Turns out that authoring structured content is still the hard part.  The original plan involved a Word plug-in to allow authors to create valid structured content at the very beginning.  This good idea hit some bumps because of vendor support issues and was the hardest conceptual change to make in the whole process.  Authors used to writing a single document now wrote up to a dozen separate learning objects, a subtype of topic.  Deja vu all over again.

A very few actors in the content creation process have a very lively editorial cycle.  We’re talking major rewrites, not “you missed a comma here” kinds of things.   This wasn’t a problem back on RDMS: We dealt more with multiple authors and a review process than the more traditional author/editor interaction going on here.  Even in legal review and approval, I’m used to all actors being subject matter experts, often getting more experty the further along in the lifecycle you go.  Not so in this case–and publishing in general I’d guess.

Here comes more deja-vu-all-over-again:  The plugin couldn’t handle the actors’ heavy dependence on Word collaboration features like Track Changes.  It’s easy to get lulled into a false sense of security by an oh-so-pretty model for the final product of the authoring process. That Emerald City architectural view of content hides all the information and processing necessary to get to that end.  This particular problem has sparked some heavy flirtation between authoring, wikis, and DITA happening in my head, just in time for Valentine’s Day.

Jim’s use of XML Applications (in the Documentum sense) worked well with DITA’s topics and maps.  No big surprise there, but the marriage of DITA maps and Documentum virtual documents came with the usual toilet-seat-down relationship problems, especially because of webtop’s weak handling of virtual documents.  A post-editorial staff using XMetaL bears the brunt of the bickering, so authors are  left to worry about intellectual property, not scaffolding, as it should be.

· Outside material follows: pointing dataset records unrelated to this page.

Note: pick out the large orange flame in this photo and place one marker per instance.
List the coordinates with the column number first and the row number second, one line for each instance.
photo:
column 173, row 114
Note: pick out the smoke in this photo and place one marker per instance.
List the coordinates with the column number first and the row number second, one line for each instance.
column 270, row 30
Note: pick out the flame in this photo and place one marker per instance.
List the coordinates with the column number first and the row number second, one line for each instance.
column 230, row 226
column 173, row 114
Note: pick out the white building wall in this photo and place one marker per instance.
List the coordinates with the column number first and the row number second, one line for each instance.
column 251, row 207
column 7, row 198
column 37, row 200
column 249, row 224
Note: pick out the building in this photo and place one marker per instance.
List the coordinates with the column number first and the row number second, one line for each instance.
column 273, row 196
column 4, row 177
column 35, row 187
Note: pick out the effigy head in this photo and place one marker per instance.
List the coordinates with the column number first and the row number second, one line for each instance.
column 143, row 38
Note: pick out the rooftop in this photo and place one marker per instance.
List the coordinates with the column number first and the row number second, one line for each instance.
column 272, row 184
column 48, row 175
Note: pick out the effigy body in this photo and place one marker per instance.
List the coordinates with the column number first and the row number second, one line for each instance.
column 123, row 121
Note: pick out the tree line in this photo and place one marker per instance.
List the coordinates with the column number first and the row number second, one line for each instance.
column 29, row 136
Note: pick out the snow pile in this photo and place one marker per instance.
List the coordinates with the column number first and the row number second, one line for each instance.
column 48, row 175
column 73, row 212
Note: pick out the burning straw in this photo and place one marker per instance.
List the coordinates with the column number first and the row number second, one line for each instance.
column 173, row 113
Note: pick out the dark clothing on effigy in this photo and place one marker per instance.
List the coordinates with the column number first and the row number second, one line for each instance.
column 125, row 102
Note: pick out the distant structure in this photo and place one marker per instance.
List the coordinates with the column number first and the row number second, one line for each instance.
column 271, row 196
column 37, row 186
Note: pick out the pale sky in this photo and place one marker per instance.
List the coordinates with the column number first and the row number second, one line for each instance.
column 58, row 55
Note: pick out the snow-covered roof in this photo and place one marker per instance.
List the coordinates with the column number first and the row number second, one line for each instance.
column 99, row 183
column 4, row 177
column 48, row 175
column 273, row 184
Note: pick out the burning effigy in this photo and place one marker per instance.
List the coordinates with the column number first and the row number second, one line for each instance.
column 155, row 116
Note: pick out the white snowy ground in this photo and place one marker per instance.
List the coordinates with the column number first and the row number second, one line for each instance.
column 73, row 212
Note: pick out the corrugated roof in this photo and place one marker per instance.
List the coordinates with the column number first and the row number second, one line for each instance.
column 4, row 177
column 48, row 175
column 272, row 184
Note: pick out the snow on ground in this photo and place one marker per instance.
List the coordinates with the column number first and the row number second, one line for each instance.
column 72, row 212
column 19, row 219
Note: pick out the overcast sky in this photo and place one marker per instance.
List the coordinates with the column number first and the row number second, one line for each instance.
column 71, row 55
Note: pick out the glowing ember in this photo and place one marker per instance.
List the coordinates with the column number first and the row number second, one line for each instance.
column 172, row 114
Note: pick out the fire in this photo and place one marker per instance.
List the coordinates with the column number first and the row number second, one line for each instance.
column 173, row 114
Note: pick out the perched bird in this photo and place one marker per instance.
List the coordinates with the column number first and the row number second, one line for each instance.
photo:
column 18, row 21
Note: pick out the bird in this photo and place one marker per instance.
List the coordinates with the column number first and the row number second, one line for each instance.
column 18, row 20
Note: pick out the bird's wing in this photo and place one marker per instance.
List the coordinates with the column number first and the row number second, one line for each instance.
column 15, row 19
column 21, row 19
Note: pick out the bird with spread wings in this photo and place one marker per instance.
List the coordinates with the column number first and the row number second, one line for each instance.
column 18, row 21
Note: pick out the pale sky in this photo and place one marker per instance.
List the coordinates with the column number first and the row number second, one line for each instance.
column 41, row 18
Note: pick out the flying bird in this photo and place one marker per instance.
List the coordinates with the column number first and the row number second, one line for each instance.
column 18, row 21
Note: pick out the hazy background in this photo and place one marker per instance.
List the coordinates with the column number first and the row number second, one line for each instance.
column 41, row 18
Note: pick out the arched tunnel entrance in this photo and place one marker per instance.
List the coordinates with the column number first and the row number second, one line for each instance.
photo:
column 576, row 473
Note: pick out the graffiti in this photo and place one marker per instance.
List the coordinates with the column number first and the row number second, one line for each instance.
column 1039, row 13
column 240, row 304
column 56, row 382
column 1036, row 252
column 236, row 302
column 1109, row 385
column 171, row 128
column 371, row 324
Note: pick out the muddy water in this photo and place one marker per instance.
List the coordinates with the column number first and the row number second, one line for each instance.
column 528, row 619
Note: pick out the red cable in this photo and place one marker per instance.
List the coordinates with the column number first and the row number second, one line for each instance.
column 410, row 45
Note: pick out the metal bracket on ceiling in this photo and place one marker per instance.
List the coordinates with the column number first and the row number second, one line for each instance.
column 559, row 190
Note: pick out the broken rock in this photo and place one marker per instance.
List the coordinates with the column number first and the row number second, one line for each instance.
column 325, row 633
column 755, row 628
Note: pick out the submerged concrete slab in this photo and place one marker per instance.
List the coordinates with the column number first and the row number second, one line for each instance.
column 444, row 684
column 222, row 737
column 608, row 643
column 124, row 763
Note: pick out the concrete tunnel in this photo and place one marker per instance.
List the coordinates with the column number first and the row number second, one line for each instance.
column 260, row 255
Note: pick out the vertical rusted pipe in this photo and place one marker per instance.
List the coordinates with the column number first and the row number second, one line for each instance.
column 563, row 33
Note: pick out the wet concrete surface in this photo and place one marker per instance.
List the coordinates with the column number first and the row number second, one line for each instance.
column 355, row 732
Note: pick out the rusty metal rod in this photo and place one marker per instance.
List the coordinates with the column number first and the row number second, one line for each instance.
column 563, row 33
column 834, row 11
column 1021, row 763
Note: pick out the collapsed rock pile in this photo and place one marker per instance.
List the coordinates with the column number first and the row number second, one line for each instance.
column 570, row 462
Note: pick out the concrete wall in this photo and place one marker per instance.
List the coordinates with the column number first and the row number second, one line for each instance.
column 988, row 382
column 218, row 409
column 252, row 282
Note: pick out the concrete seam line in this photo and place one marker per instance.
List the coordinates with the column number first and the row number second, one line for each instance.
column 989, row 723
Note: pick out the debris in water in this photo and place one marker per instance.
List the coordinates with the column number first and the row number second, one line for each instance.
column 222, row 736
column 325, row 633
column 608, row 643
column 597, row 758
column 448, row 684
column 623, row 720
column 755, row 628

Most of my work lately has centered on document dumping grounds.  Records management, eDiscovery, and transactional content management don’t concern themselves with the processes of actually making content.  It was great to see what’s happening on the other side again, and I’ve been stupid for not attending this group sooner.  Such is the life of a freelance.

One special note: The Users Group had brownies for Valentine’s Day.  Mmm, tasty!  I suggested that publicizing food at meetings might be some great marketing.  It might also require a bigger conference room for several reasons!